Metin Akay

Dr Metin Akay
John S Dunn Endowed Professor,
Biomedical Engineering,
University of Houston

Dr Akay is the John S Dunn Endowed Professor of the Biomedical Engineering Department at the University of Houston. He earned his BS and MS degrees in Electrical Engineering (EE) from Bogazici University, Istanbul, Turkiye. Then, he pursued and obtained his PhD in Biomedical Engineering (BME) from Rutgers University, NJ, the United States.

He received honorary doctorates from Aalborg Silesian and Pécs Universities and professorship from the Technical University of Crete. He has authored more than 20 books and 180 journal papers, along with 200 conference papers and abstracts and delivered over 200 keynote and plenary talks at respected international conferences, including IEEE ICASSP twice.

He is a recipient of the IEEE EMBS Career, Early Career and Service Awards, an IEEE Third Millennium Medal, and the prestigious Zworykin Award from the International Federation for Medical and Biological Engineering (IFMBE). He is a life fellow of IEEE, fellow of the Institute of Physics (IOP), the International Academy of Medical and Biological Engineering (IAMBE), the American Institute for Medical and Biological Engineering (AIMBE), and the American Association for the Advancement of Science (AAAS).

His research focusses on the development of novel therapeutics for the treatment of cancer, neurotechnology for addiction and pain, brain cancer chips, and coronary occlusion.

Presentation Synopsis
Keynote Lecture: Healthcare Engineering: AI-Based Neural Biomarkers for Acute and Chronic Pain
Healthcare engineering is a rapidly evolving discipline at the intersection of engineering and healthcare and medicine. It aims to address critical and unmet needs in healthcare by fostering technological innovation to enhance patient outcomes, improve the efficiency and accessibility of care, and ultimately elevate quality of life. This field spans a broad spectrum—from the development of intelligent medical devices and novel therapeutics for the treatment of cancer, addiction, neurological diseases and pain.

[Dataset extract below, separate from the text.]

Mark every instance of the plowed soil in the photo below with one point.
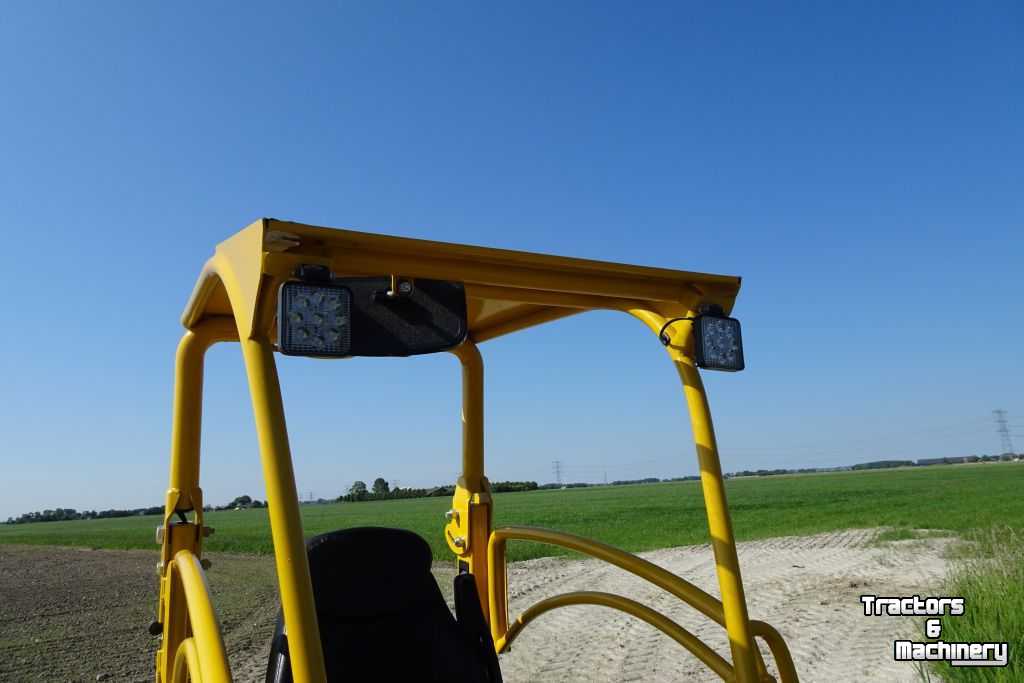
(70, 614)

This presentation highlights recent advances in healthcare engineering at the intersection of data science, neurotechnology and pain research. Specifically, we explore how artificial intelligence (AI) and implantable microimaging devices can be used to detect and characterize pain in a quantifiable, objective manner. Chronic pain affects world population, yet current clinical assessments largely rely on subjective self-reporting, which can be unreliable and inconsistent.

To address this gap, we present an AI-driven approach for identifying and isolating localized pain signals in the brain during both acute and chronic phases. Central to this work is our development of a novel implantable microimaging system, enabling real-time monitoring of neural activation within key brain subregions involved in pain processing. By applying Matching Pursuit decomposition to Local Field Potential (LFP) recordings from the Anterior Cingulate Cortex (ACC), Nucleus Accumbens (NAc), and Prelimbic Cortex (PrL), we extract latent signal components that reflect pain-induced changes in high- and low-frequency oscillatory dynamics.

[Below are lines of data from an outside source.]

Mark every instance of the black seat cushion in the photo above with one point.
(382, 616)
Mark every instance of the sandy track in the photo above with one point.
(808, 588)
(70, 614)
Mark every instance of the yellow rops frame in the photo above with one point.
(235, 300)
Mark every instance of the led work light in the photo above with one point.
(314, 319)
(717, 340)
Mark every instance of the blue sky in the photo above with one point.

Our preliminary findings reveal that: specific LFP components act as primary drivers of observable changes in brain activity during various pain states. Tracking these components over time provides insight into the cellular and circuit-level mechanisms underlying the transition from acute to chronic pain. Furthermore, consistent signal patterns across regions may indicate pathways of pain propagation through the thalamocortical circuitry. These findings offer a window into the interplay between pain and the brain’s reward systems, potentially informing novel pharmacological targets for both pain management and substance abuse intervention.

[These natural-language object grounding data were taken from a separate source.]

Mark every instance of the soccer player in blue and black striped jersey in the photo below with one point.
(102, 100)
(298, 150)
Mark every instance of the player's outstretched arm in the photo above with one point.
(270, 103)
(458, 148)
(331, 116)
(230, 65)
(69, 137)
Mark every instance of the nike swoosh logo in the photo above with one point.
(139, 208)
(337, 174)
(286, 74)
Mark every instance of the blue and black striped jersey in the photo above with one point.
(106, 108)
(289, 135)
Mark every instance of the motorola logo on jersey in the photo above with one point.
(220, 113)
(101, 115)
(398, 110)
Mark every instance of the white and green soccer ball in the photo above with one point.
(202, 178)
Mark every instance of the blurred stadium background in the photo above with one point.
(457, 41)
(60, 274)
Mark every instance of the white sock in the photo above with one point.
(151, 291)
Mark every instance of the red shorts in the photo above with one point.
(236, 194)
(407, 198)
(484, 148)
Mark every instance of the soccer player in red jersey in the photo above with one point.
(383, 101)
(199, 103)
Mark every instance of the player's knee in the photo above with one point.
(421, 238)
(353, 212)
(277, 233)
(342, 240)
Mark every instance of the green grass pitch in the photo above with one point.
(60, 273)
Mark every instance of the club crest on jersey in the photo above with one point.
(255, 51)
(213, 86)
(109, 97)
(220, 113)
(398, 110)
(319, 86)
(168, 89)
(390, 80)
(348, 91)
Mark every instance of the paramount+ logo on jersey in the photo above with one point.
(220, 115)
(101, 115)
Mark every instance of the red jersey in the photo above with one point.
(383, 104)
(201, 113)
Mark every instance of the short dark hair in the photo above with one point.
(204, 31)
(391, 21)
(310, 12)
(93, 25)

In conclusion, this research underscores the transformative role of healthcare engineering in neuroscience. By combining AI, neurotechnology, and systems neuroscience, we move closer to developing objective neural biomarkers for pain—tools that promise to reshape diagnostics, enable precision medicine, and expand therapeutic frontiers in chronic pain and addiction science.

In collaboration with Profs. M Ohsawa, J Ohta, Y Ohta and YM Akay, Dr. D Lloyd, D Yao, Dr. A Ganaway and TY Chen.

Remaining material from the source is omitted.